Ecco la Sicilia dopo cinque anni di governo Crocetta. Macerie morali ed economiche, sociali e culturali. Ma davvero è il governatore l’unico colpevole? Davvero la sola fine di quest’esperienza di non-governo è antidoto sufficiente? Davvero l’intera classe dirigente siciliana, l’intero parlamento regionale, le forze politiche che questa esperienza hanno sostenuto possono dirsi innocenti e pensare di scaricare sulla stretta corte crocettiana ogni responsabilità?

Troppo facile. E anche troppo pericoloso. Perché nella rimozione delle responsabilità sta buona parte del problema Sicilia. Così come nelle sue classi dirigenti intrise di gattopardismo e capaci di surfare sulla prima, seconda e terza repubblica. Tanto da vedere nelle maggioranze che hanno gestito i governi degli ultimi 20 anni gli stessi nomi. Cuffaro, Lombardo, Crocetta hanno in comune moltissimi volti tra gli scranni di Sala d’Ercole. Capaci di votare tranquillamente i provvedimenti più devastanti e poi far finta di nulla, pronti a ricollocarsi a secondo del vento. Sempre in piedi, sempre in prima fila, sempre a gestire potere.

Alla vigilia delle regionali di novembre, questo tema sembra essere stato entusiasticamente rimosso. Crocetta è il responsabile unico. Sue le colpe e le responsabilità. E gli assessori indicati dai partiti e che alle varie correnti dei partiti facevano diretto riferimento?  E i vertici che con cadenza semestrale “rilanciavano l’azione del governo” erano semplici riunioni tra amici? Per tacere della pletora di consulenze, incarichi, posti di sottogoverno a cui hanno attinto a piene mani deputati e gruppi parlamentari. Gli stessi che oggi raccomandano discontinuità alludendo, però, alla continuità del proprio potere. Magari con un altro governatore battente altra bandiera.

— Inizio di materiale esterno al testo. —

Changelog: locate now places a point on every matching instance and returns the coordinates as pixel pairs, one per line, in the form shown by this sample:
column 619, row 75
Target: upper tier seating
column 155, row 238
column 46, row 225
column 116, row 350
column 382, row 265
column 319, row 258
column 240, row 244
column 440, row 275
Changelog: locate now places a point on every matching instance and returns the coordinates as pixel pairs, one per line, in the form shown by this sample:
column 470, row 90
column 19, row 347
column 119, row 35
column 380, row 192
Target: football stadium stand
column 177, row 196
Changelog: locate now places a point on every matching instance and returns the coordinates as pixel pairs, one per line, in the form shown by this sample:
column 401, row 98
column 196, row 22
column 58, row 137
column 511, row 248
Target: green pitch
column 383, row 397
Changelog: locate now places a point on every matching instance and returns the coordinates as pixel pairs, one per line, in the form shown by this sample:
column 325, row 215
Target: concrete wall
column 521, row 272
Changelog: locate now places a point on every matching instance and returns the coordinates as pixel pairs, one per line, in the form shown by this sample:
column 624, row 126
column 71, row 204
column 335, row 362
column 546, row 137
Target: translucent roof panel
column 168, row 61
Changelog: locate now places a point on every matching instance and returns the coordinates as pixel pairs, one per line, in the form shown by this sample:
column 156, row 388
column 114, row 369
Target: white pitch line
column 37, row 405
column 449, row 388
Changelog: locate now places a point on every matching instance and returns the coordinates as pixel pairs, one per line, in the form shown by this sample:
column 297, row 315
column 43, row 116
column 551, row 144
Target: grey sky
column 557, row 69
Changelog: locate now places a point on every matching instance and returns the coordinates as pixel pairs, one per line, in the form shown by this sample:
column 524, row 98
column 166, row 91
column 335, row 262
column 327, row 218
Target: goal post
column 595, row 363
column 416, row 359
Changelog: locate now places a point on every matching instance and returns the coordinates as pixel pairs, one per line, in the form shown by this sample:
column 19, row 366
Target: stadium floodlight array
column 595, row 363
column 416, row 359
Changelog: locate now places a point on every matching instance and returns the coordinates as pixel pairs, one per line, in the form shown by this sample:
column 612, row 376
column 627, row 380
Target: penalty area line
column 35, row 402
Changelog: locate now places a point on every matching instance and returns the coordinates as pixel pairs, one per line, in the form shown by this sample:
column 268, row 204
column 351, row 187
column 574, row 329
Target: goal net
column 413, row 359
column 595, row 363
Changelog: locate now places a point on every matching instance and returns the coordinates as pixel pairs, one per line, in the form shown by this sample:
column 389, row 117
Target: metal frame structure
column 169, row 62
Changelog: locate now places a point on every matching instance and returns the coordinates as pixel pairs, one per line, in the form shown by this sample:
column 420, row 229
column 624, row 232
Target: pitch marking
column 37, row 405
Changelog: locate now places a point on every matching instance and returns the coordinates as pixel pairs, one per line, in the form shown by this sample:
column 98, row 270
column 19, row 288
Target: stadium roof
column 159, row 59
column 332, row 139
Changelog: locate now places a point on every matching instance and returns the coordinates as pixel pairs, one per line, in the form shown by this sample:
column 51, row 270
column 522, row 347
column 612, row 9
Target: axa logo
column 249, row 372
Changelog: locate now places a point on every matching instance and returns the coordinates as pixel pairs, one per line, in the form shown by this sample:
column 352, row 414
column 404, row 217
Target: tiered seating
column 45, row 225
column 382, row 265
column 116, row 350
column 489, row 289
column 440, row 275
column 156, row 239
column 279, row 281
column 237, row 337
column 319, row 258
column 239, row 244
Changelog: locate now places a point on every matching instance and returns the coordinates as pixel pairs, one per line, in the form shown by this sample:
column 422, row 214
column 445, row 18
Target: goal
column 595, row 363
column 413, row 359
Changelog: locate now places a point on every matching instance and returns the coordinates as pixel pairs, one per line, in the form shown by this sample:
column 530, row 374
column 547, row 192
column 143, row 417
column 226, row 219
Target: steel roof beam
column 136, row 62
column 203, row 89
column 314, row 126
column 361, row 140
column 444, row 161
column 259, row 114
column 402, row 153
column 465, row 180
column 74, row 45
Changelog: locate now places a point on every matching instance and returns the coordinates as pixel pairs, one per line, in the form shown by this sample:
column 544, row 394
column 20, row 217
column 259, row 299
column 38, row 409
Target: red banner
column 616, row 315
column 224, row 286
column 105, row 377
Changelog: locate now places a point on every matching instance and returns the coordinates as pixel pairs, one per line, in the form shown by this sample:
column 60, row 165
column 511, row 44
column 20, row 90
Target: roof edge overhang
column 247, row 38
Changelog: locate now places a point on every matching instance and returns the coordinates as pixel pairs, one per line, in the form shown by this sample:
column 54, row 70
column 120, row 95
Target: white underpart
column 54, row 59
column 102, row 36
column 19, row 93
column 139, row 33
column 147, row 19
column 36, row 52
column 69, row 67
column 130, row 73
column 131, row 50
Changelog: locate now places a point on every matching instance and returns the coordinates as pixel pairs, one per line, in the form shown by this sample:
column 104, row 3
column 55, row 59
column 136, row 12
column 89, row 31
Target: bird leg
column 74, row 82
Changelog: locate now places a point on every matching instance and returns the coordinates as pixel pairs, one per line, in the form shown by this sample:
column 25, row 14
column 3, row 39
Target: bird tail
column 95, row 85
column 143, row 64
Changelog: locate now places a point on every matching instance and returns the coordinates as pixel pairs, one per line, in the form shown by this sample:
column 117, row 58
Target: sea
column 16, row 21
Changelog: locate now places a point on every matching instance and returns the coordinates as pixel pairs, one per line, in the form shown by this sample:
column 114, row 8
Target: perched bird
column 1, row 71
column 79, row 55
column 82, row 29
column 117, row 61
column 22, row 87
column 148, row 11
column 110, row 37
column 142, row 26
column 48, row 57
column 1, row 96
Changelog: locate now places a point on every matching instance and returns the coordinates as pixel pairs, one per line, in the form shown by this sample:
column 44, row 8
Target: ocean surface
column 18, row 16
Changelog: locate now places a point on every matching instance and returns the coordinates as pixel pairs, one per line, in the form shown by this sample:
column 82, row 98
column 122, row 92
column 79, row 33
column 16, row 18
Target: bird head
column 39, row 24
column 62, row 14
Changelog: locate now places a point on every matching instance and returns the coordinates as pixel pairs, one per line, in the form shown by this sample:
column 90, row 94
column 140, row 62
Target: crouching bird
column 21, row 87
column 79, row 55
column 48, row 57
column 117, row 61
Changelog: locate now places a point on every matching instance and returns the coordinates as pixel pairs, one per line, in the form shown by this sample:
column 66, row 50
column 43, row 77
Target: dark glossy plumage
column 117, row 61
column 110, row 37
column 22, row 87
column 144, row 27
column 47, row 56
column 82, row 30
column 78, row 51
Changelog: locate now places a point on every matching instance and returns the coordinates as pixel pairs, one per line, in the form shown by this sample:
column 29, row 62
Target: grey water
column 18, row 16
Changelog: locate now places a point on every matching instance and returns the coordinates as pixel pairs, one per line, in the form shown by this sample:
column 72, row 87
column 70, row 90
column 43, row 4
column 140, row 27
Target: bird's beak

Una storia già vista cento e cento volte in questa terra di Sicilia. Anche in questo sta l’assurdità e l’aridità di un dibattito politico che evita accuratamente il tema dei programmi e delle scelte e che si rifugia nel tranquillizzante tema dei “nomi”. Meglio se nuovi, meglio se capaci di coprire ogni magagna e nascondere le responsabilità diffuse. Una ricerca spasmodica che impedisca di parlare della ri-pubblicizzazione del servizio idrico, che non faccia parlare della gestione dei rifiuti in modo da consentire sempre possibili affari per i signori delle discariche, che distragga dai servizi di welfare senza fondi e non funzionanti. Tutte questioni che scompaiono dentro il formulario del tatticismo politico.

Dopotutto perché discutere del ruolo di confindustria nella gestione della cosa pubblica in Sicilia quando è molto più facile usare qualche formuletta magica come“centrosinistra” ? Domande scomode, troppo. Perché chiamerebbero in causa tutti i 90 deputati regionali in carica. Tutti gli assessori, di cui onestamente ho perso il conto, succedutisi in meno di 5 anni. Tutti i loro padrini politici. Un esercito che sta già “ricalcolando” come un navigatore gps il percorso migliore per arrivare nuovamente ad una comoda poltrona dentro il più antico parlamento attivo d’Europa.

Eppure, in questi cinque anni tra macerie e disastri qualcosa, forse più di qualcosa, in Sicilia si è mosso. Reti civiche e movimenti territoriali, esperienze amministrative avanzate, comitati contro le discariche e per la tutela del patrimonio ambientale. Spazi in cui si è ragionato collettivamente, avanzando proposte nel merito dei problemi. Comunità politiche in senso ampio che potrebbero contribuire a mettere in campo un programma alternativo e di reale discontinuità e che rischiano di restare ai margini di un discorso incentrato su collocazioni e assetti. Una risorsa preziosa che andrebbe coinvolta uscendo dal pantano. Sarebbe – questa sì- la discontinuità tanto decantata quanto poco praticata.

Intanto la Sicilia brucia e i mezzi non possono muoversi per mancanza di benzina e manutenzione.